GENERAL ASSEMBLY OF NORTH CAROLINA

SESSION 2005

H                                                                                                                                                    2

HOUSE BILL 474*

Committee Substitute Favorable 8/23/05

 

 

 

Short Title:     Mill Rehabilitation Tax Credit.

(Public)

Sponsors:

 

Referred to:

 

March 7, 2005

A BILL TO BE ENTITLED

AN ACT to provide a tax credit for revitalization of historic mill facilities.

Whereas, the State of North Carolina has lost more than 164,000 jobs in the textile industry during the past decade; and

Whereas, the State of North Carolina has also lost a large number of manufacturing jobs in other industries such as tobacco and furniture; and

Whereas, the losses of these manufacturing jobs have resulted in the vacancy of numerous mill buildings, many of which are historic; and

Whereas, a large vacant mill can be a cancer in a community if it remains vacant and unused, resulting in the deterioration of surrounding neighborhoods and commercial districts, crime, vandalism, vagrancy, arson, and a loss of community spirit; and

Whereas, renovated for new adaptive uses or for new industrial or business uses, a large old factory or mill can have significant environmental, economic development, cultural, tourism, tax base, and affordable housing benefits for a community; and

Whereas, the Historic Rehabilitation Tax Credits created by the North Carolina General Assembly in 1997 have proved to be successful in the revitalization of numerous major historic buildings; and

Whereas, additional incentives would help encourage the rehabilitation of the numerous industrial buildings that have been vacated in recent years, especially those in smaller towns and counties that have been hardest hit by the loss of manufacturing jobs; and

Whereas, the rehabilitation of historic buildings has been proven to be a successful economic development strategy for creating jobs and stimulating new investment; and

Whereas, Virginia and South Carolina have each adopted generous incentives for the rehabilitation of similar buildings that are resulting in new investment in their communities; Now, therefore,

The General Assembly of North Carolina enacts:

SECTION 1.  Chapter 105 of the General Statutes is amended by adding a new Article to read:

"Article 3H.

"Mill Rehabilitation Tax Credit.

"§ 105-129.70.  Definitions.

The following definitions apply in this Article:

(1)       Certified historic structure. - Defined in G.S. 105-129.35.

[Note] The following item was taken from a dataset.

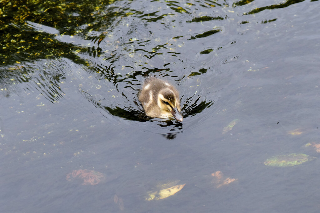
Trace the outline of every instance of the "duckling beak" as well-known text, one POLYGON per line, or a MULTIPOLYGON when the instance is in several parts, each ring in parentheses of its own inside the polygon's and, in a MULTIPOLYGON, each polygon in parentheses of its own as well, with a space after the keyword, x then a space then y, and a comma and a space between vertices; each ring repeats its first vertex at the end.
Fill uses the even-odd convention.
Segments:
POLYGON ((171 111, 171 114, 177 120, 182 121, 183 120, 183 117, 182 117, 182 115, 177 109, 177 107, 175 107, 172 109, 171 111))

(2)       Certified rehabilitation. - Defined in G.S. 105-129.36.

(3)       Cost certification. - The certification obtained by the State Historic Preservation Officer from the taxpayer of the amount of the qualified rehabilitation expenditures or the rehabilitation expenses incurred with respect to an eligible site.

(4)       Eligibility certification. - The certification obtained from the State Historic Preservation Officer that the applicable facility comprises an eligible site and that the rehabilitation is a certified rehabilitation.

(5)       Eligible site. - A site located in this State that satisfies all of the following conditions:

a.         It was designed for use or was used as a manufacturing facility or for purposes ancillary to manufacturing or as a facility for providing utility services.

b.         It is a certified historic structure or a State-certified historic structure.

c.         It has been at least eighty percent (80%) vacant for a period of at least two years immediately preceding the time at which the eligibility certification is made.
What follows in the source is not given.